You have a four-legged family member already. They bring you so much joy and love, but you sometimes wonder if they’re lonely and could use a friend.
But what if they don’t get along? Or both need expensive vet care at the same time? And what about all that extra…poop? There’s a lot to consider before adding another pet to your family.
The most obvious change is how it'll impact your wallet. The ASPCA estimates that the cost of owning a pet in the first year is nearly $1,500. That's definitely more than spare change. When it comes to a second pet, costs increase.
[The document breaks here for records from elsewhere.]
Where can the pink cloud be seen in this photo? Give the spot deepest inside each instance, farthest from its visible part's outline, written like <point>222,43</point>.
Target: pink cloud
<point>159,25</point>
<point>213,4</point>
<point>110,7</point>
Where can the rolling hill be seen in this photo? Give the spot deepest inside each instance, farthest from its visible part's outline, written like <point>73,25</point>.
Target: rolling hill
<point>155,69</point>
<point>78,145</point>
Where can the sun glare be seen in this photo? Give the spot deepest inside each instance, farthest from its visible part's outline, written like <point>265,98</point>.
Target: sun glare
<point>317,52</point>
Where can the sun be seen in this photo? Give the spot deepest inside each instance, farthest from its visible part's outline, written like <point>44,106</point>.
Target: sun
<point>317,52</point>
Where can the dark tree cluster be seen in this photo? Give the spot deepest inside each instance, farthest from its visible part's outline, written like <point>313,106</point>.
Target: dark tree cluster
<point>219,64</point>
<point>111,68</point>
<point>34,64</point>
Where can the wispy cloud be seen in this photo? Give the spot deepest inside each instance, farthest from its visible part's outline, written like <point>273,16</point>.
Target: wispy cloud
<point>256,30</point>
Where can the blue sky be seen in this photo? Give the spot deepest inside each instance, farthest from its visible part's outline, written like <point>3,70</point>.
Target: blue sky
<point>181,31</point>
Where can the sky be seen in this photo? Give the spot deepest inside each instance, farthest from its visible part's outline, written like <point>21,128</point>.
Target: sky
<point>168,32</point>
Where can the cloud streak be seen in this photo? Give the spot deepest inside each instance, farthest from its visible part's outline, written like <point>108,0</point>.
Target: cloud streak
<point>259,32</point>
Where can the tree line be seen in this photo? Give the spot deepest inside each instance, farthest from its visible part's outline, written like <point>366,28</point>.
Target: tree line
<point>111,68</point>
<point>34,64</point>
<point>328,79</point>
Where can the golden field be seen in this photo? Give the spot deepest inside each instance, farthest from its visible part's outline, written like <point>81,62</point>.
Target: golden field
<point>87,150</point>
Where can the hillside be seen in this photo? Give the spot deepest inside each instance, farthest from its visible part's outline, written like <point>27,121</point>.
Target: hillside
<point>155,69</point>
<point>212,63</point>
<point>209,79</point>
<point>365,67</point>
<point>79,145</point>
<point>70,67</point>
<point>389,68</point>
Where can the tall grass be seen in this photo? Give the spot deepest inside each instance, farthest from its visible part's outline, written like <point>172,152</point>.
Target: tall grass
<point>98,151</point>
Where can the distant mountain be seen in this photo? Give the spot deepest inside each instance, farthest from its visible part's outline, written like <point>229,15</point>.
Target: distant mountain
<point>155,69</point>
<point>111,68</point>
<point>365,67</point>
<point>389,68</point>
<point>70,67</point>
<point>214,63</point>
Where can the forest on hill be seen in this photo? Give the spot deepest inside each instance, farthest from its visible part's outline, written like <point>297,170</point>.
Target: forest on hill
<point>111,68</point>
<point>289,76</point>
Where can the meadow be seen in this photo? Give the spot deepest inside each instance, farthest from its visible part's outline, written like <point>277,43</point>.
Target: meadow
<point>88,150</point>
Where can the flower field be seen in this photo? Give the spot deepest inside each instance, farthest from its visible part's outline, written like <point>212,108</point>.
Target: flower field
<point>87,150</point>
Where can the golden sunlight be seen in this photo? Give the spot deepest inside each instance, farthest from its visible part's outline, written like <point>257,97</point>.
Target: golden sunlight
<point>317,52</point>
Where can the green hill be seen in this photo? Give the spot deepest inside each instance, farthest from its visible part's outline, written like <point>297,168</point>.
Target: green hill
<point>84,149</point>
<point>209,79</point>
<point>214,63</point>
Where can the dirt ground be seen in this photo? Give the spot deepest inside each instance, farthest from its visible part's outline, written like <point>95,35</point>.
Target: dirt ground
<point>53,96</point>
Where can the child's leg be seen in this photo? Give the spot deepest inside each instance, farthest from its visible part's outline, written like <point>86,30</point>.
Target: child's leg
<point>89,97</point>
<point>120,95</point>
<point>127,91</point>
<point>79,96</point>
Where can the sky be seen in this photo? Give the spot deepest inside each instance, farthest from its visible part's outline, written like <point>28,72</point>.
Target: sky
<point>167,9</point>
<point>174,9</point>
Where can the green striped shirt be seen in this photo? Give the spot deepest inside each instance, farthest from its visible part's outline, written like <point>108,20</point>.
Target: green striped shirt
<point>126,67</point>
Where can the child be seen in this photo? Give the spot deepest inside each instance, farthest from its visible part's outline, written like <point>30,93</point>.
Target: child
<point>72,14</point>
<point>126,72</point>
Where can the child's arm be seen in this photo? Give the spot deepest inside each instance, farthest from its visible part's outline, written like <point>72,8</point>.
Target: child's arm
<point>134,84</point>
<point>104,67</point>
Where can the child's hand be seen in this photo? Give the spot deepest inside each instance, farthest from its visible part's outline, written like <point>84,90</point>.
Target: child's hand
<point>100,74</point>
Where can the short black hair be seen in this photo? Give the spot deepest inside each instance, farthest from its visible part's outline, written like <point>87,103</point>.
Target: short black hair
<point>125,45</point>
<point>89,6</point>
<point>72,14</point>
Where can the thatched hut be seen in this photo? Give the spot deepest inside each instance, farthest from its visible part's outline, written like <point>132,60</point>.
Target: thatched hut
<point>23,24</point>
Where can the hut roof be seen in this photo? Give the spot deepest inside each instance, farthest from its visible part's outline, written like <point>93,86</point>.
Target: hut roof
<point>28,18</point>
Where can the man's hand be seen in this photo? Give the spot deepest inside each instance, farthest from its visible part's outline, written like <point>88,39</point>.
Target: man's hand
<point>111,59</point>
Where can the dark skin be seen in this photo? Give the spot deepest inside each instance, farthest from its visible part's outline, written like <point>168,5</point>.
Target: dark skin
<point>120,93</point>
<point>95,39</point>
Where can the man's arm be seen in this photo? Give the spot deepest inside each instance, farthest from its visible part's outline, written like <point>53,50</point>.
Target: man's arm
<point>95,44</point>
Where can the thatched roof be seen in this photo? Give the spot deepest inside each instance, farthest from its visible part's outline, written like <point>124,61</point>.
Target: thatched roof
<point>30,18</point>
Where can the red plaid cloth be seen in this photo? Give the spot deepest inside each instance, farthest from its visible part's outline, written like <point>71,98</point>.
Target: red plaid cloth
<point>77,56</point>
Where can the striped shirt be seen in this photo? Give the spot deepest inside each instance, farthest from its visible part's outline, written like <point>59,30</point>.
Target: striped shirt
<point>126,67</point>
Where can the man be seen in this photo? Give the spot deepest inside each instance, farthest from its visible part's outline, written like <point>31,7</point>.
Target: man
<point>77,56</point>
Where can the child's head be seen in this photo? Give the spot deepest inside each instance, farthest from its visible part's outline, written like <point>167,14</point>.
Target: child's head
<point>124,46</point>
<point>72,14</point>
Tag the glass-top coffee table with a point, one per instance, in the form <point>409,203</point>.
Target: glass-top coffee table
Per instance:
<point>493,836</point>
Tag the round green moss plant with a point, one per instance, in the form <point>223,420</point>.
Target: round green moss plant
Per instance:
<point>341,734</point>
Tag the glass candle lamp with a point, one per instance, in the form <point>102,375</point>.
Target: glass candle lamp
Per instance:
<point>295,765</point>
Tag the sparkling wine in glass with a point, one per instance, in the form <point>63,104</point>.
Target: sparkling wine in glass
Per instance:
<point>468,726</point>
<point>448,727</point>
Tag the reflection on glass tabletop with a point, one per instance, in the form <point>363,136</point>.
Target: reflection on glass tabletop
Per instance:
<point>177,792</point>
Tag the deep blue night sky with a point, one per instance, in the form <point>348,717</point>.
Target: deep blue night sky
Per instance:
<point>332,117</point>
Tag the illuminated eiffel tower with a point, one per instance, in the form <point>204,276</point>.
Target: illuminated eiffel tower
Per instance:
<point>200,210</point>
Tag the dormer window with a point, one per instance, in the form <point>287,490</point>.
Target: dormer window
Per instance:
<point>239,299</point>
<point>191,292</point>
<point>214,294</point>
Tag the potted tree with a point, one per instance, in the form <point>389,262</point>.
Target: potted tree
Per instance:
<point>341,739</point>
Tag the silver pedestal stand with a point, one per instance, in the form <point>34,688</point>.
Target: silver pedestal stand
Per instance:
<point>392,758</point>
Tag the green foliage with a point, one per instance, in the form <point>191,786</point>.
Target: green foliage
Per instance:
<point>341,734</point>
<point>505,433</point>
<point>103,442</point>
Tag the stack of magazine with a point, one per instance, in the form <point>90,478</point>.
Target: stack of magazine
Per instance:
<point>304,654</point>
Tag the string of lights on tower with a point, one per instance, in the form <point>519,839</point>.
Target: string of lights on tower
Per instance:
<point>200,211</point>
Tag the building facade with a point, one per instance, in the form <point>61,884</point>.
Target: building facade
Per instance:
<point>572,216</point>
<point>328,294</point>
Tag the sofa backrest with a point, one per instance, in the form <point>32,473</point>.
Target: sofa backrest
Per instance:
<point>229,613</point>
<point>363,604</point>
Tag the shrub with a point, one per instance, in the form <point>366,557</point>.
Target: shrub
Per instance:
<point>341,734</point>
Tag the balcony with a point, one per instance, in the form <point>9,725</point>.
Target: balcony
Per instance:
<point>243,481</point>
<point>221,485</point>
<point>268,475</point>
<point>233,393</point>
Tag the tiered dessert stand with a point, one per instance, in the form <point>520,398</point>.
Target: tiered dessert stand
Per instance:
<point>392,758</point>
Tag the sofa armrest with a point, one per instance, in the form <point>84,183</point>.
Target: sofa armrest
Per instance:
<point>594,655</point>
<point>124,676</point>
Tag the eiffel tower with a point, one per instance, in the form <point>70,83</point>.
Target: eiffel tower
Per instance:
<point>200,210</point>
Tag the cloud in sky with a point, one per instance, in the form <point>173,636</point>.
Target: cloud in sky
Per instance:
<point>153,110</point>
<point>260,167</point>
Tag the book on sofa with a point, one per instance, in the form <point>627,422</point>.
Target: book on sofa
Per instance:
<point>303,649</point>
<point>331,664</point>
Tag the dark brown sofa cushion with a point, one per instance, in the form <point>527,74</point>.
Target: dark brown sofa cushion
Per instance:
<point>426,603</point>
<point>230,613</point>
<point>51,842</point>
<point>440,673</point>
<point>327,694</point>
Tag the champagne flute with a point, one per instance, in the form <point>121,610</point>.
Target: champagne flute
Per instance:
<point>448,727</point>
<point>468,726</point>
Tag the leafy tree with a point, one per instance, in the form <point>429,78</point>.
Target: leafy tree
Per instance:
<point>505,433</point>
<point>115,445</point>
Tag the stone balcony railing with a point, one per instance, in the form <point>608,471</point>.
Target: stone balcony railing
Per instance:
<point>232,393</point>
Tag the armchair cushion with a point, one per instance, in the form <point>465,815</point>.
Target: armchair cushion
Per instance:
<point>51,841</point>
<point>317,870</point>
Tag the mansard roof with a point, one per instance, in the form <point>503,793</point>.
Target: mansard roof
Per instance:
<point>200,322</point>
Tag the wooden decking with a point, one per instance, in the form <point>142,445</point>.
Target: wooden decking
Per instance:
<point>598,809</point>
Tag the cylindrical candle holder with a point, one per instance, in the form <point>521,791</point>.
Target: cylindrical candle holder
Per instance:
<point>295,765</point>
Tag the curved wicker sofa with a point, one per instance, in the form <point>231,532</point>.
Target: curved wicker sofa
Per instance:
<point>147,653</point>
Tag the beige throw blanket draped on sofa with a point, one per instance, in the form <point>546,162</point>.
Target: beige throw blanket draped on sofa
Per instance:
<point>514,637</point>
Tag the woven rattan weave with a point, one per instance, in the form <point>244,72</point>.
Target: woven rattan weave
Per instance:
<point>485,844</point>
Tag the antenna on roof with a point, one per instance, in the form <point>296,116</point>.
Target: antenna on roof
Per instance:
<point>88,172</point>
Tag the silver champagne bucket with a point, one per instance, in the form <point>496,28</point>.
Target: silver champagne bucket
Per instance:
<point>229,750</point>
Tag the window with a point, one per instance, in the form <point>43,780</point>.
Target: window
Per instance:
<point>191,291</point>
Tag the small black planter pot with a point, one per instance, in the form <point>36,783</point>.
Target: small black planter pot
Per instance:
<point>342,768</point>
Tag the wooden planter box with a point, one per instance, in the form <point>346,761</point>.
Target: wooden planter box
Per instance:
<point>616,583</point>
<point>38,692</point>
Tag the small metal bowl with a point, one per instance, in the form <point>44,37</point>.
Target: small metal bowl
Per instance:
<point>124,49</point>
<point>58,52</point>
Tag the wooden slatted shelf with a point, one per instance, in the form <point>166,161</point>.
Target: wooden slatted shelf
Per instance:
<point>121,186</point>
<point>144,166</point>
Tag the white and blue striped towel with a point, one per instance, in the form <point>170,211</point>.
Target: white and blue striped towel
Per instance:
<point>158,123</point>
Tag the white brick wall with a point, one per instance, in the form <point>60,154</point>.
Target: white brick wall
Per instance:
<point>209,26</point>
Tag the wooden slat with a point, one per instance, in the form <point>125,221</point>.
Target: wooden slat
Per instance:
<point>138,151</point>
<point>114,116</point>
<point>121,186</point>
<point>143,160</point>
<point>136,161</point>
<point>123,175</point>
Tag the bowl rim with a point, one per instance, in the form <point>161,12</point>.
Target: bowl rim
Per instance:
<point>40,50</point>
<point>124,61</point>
Food, vet care, boarding, toys — all of it costs more when you have another best friend to care for.
We also asked our amazing social media community what they wish they'd known before adopting a second pet, and checked in with our expert trainers too!
Here are seven more things everyone should consider before bringing a new pet home.
1. Integrating new family members takes time.
This advice is spot on! While no two experiences are quite the same, animals need time to get to know one another and learn how to comfortably share the same space. Avoid letting all your pets have the full run of the house the first time they meet. The slower the introduction, the smoother it should go.
When introducing cats, make sure they have a safe space, free from other animals — especially dogs. Confine the new animal to one room with all their needs: water, food, toys, and litter boxes (if needed). Keep your pets separated for the first few days. (We strongly recommend taking your new animal to the vet before introducing it to your resident pets.) Feed your pets at the same time, on opposite sides of a door so they associate the new smell of the other animal with eating, everyone’s favorite activity. If you’re introducing a dog and cat, it’s a good idea to keep your dog leashed to keep the dog under control.
2. Different animals have different needs, and it's important you treat them as individuals.
This might be a no-brainer when comparing cats and dogs. But even in the same species, each animal has their own unique personality and needs, from eating to exercise and everything in between.
When getting a second pet, consider how the animal might fit into your life and everyone’s well-being. Have a calmer house? Find a calmer animal that won’t disrupt your household. Have a lively house? A calm pet might fit in, but it could also be overwhelming.
Someone did ask if it's important that the sex of the second dog is different from the first. Getting the same sex of dog or dogs with any amount of age difference is ok. It’s more important to focus on their personalities and needs, and overall compatibility. The only thing we don’t recommend is getting two puppies at once. Woof! That sounds like a lot of work.
3. Training is vital with more than one dog.
If adding another dog to your home, it’s more successful to have your resident dog trained to a reasonable level before adding in a second one, says Katie Heathcote, Behavior and Training Lead. Dogs learn from each other and it’s incredibly helpful if one pup can model good behaviors!
There isn’t any magic when it comes to a well-behaved dog — it takes time, patience, and often coaching from a qualified professional. Taking obedience classes is a great way to build your bond with your dog. It facilitates communication in both directions, builds trust, and the time spent together is irreplaceable. Remember, regular practice outside of the classroom is also important.
Learn more about our Training School and the classes we offer.
4. Resource guarding is a normal dog behavior, so be mindful of it (and don’t punish when it happens).
Resource guarding is a normal dog behavior. Some dogs don’t exhibit any guarding, and some dogs might guard their high-value items with fervor. If your dog is eating faster as you approach the bowl or moves their body to block you from it, if they freeze and/or become stiff, growl, or show teeth, they may be a resource guarder. This behavior often happens with high-value items like food, treats, bones, chews, toys, and even people.
Having multiple dogs in a household can be tricky when it comes to resource guarding. Keeping them separated when high-value items are available can help keep things calm, says Heathcote.
5. Polite behavior is more important to consider than dominance.
While we know this idea was submitted with good intentions, the notion that dogs overpower each other to prove dominance is outdated and disproven. Heathcote notes that dominance isn’t a factor when dogs socialize and live with one another. Dogs are social animals and dynamics of the group change depending on who is present, including humans. We know that the social group of dogs is flexible and the dog with the most friends tends to be the real leader.
Dogs who bully each other are just plain rude. That behavior can be damaging and scary to other dogs in the home, especially puppies. Your home, the spaces within it, and resources can be managed in such a way that the opportunity to bully is decreased. Better yet, you should teach dogs that a different (and preferred) behavior is more rewarding. For example, all dogs in the home have to sit and wait at their own spots for their meal.
6. More animals, more poop.
We totally get it. As a shelter that cares of 22,000 each year, we scoop a lot of poop. If you’re thinking of adopting a second pet, be prepared to commit extra time to cleaning.
Cleaning is also a commitment to your pet and community’s wellbeing. We don’t like to use dirty toilets, and neither do cats. Have one box per cat, plus one. Litter boxes should be scooped daily and fully emptied and cleaned at least once a month.
Dog owners can be good neighbors by keeping their yard and community waste-free. Bring several poop bags on walks to ensure you have enough. If you run out, either come back and clean it up later, or ask another walker if they have a bag to spare.
7. All the trouble is worth it for all the love
We couldn’t have said it better ourselves.